Por que você, estudante de Gestão do Agronegócio, ou motorista de ônibus, ou estivador de um porto, ou professor de Cálculo 1, ou vendedor de pastel, deveria tirar seu tempo precioso para ler sobre o Cortisol? O que essa substância química tem a ver com a sua vida diária?

Eu, Vinicius Moreira, estou para tentar responder essa pergunta, nesse post que servirá como uma introdução ao estudo do cortisol e sua influência no nosso organismo.

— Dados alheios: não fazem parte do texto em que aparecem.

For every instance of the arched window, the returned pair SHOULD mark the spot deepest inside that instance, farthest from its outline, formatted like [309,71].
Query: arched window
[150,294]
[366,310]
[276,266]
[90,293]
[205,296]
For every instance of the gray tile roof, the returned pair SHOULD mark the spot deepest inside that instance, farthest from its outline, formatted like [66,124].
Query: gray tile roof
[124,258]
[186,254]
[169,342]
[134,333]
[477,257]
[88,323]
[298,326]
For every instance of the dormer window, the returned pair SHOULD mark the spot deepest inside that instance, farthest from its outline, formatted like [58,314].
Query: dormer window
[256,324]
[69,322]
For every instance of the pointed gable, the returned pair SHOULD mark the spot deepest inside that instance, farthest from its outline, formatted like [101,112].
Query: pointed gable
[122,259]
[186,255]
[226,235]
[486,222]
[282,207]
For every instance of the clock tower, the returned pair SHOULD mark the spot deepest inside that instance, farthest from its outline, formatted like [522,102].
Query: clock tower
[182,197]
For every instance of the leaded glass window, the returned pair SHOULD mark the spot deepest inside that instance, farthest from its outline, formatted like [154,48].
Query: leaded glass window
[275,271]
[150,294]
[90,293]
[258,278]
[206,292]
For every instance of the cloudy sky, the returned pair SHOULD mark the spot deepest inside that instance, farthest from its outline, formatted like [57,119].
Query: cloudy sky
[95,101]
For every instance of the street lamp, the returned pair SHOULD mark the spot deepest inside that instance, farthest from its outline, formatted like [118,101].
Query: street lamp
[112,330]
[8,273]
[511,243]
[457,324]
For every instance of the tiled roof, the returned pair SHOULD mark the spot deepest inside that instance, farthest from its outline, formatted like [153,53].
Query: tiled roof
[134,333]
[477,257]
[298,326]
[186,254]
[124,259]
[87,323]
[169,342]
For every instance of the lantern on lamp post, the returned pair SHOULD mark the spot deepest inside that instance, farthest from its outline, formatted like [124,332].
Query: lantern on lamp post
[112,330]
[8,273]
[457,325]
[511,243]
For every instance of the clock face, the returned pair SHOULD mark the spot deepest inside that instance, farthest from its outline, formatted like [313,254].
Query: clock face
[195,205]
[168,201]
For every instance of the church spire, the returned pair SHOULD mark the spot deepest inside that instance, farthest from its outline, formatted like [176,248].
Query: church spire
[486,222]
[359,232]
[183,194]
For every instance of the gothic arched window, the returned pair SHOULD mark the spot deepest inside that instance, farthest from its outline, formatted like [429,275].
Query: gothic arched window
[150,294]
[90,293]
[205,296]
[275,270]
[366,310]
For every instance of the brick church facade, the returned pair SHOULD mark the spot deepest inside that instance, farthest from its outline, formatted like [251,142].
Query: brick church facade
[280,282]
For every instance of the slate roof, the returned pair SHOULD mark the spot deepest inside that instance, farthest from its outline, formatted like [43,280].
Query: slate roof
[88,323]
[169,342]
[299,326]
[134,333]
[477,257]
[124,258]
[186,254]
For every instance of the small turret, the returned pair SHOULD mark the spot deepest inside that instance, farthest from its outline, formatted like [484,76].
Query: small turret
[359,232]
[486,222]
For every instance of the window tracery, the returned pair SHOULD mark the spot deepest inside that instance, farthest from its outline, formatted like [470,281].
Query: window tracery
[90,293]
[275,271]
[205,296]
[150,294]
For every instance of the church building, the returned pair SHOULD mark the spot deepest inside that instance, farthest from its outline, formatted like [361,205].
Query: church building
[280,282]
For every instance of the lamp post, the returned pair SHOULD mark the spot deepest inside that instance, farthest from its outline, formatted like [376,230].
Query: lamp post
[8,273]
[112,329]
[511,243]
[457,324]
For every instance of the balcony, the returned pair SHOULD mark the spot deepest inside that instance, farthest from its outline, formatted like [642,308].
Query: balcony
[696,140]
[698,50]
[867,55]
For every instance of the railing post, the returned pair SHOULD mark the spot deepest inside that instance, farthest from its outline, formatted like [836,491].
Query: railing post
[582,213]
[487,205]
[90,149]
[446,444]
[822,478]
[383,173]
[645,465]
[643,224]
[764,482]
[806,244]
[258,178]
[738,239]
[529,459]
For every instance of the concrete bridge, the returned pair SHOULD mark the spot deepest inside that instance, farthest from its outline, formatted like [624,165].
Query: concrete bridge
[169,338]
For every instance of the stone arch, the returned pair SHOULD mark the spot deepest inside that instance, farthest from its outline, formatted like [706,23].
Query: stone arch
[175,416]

O Cortisol é um hormônio (uma substância química que regula nosso organismo) produzido por uma massinha presente em cima de cada um dos nossos rins, as glândulas suprarrenais. Essa substância tem uma importância significativa justamente porque não tem uma só função. Pelo contrário, ela regula um monte de aspectos que ajudam nosso corpo a funcionar direito.

Hormônio do stress?

A patotinha que estuda esse hormônio costuma chamá-lo de hormônio do stress. Uma alcunha bem apropriada, pois nosso cérebro manda as suprarrenais produzirem cortisol e lançarem ele no sangue justamente nos momentos em que estamos estressados por algum motivo. Agora, stress do organismo, originalmente, está ligado a situações em que nossa vida está ameaçada. Sendo assim, ou você luta contra sua ameaça, ou você foge dela, a chamada resposta de luta ou fuga (em inglês fica muito mais legal: fight or flight response), que é a resposta bioquímica e fisiológica que um organismo dá quando está ameaçado. É tipo quando o seu tataravó da idade das pedras saía pra caçar e se deparava com um tigre dente-de-sabre. Subia aquela adrenalina louca, o cortisol era produzido rapidamente em cima dos rins, e 1) ou o camarada corria desesperadamente ou 2) era macho e encarava o tigre, levava pra casa e cozinhava uma bela sopa.

Que fofo, não é mesmo?

Já nos dias de hoje, o conceito de stress se ampliou bastante, afinal de contas, você não vai encontrar um dente-de-sabre faminto babando em plena Avenida Paulista, eu sei, mas vai encontrar um chefe imbecil, um filho que vai mal na escola, uma semana de 5 provas seguidas na faculdade ou 30km de trânsito congestionado bem quando você está atrasado para o trabalho. Isso é o stress da atualidade. E esse stress também estimula seu corpo a produzir cortisol.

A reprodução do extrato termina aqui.